53 Läufer stellten sich bei Kälte und Nässe den Herausforderungen des vier Kilometer langen Berglaufs mit einem Höhenunterschied von 270 Metern.

Von der Steinachtalhalle führte die Strecke den Hainberg hinauf zum Ziel am Wegekreuz zwischen Bergleshof und Vogtendorf. Die von den Regenfällen der vergangenen Tage aufgeweichten Feld- und Wiesenwege verlangten den Läufern alles ab.
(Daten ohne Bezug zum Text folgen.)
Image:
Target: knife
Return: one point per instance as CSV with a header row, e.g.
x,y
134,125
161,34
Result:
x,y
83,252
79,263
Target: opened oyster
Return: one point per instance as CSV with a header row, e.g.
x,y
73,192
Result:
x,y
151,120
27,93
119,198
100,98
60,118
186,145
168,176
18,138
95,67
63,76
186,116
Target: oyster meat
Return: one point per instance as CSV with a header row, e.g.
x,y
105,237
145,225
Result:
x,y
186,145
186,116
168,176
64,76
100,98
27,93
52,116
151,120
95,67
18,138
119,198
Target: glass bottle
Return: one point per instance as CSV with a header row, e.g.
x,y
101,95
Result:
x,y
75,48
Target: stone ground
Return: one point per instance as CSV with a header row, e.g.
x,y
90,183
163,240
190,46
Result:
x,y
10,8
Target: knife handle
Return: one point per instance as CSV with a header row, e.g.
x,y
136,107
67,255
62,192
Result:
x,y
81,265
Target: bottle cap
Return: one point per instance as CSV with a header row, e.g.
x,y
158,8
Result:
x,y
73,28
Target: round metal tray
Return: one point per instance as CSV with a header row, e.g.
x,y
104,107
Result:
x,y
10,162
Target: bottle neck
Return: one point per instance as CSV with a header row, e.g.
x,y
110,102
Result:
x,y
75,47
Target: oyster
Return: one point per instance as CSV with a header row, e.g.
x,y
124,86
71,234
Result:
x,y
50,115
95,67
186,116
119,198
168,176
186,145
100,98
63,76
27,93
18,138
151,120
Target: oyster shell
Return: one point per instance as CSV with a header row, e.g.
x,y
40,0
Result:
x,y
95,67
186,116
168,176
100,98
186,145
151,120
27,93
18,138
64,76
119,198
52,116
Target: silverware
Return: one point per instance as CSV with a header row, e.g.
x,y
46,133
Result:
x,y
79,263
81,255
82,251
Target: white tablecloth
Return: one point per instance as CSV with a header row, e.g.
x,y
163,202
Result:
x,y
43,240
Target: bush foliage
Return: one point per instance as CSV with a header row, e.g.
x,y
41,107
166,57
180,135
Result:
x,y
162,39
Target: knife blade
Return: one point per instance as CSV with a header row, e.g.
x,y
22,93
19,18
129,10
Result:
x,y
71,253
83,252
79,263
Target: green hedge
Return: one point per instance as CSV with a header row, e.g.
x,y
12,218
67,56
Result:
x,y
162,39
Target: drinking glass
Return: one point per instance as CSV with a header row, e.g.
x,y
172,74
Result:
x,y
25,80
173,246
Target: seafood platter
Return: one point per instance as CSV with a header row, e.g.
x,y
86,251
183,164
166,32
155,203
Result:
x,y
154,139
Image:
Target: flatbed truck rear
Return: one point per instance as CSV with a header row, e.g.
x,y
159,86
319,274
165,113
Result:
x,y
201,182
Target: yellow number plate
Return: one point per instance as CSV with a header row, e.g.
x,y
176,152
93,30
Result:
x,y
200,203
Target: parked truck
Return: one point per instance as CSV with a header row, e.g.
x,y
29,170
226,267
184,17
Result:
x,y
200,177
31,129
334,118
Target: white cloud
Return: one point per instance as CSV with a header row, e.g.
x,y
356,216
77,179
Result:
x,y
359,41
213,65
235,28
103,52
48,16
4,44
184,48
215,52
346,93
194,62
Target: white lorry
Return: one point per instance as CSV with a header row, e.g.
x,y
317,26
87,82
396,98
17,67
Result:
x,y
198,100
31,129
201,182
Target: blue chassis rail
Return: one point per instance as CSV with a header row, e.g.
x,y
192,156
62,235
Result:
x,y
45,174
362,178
Am schnellsten meisterte Johannes Haueis aus Hermes die Strecke. Der 28-Jährige holte sich in 20:17,0 Minuten den Sieg - und war darüber selbst überrascht, denn der Koch steckt mitten in den Prüfungen zum Küchenmeister: "Ich bin gestern Abend erst heimgekommen und habe mich kurzfristig entschlossen, mitzulaufen. Es ist eine anspruchsvolle Strecke, aber ich bin nicht angetreten, um zu siegen." Für den Läufer, der sich erst seit zwei Jahren dem Ausdauersport verschrieben hat, war es nach zwei Podestplätzen der erste Saisonsieg.


Kulmbacherin schnellste Frau

Bei den Frauen bewies die Kulmbacherin Jutta Kratzel Stärke und gewann in 24:50,4 Minuten. "Die Strecke war mit ihrem Höhenunterschied schon sehr anspruchsvoll und auch schwer zu laufen, weil es ja die ganze Nacht geregnet hat", sagte die 48-Jährige.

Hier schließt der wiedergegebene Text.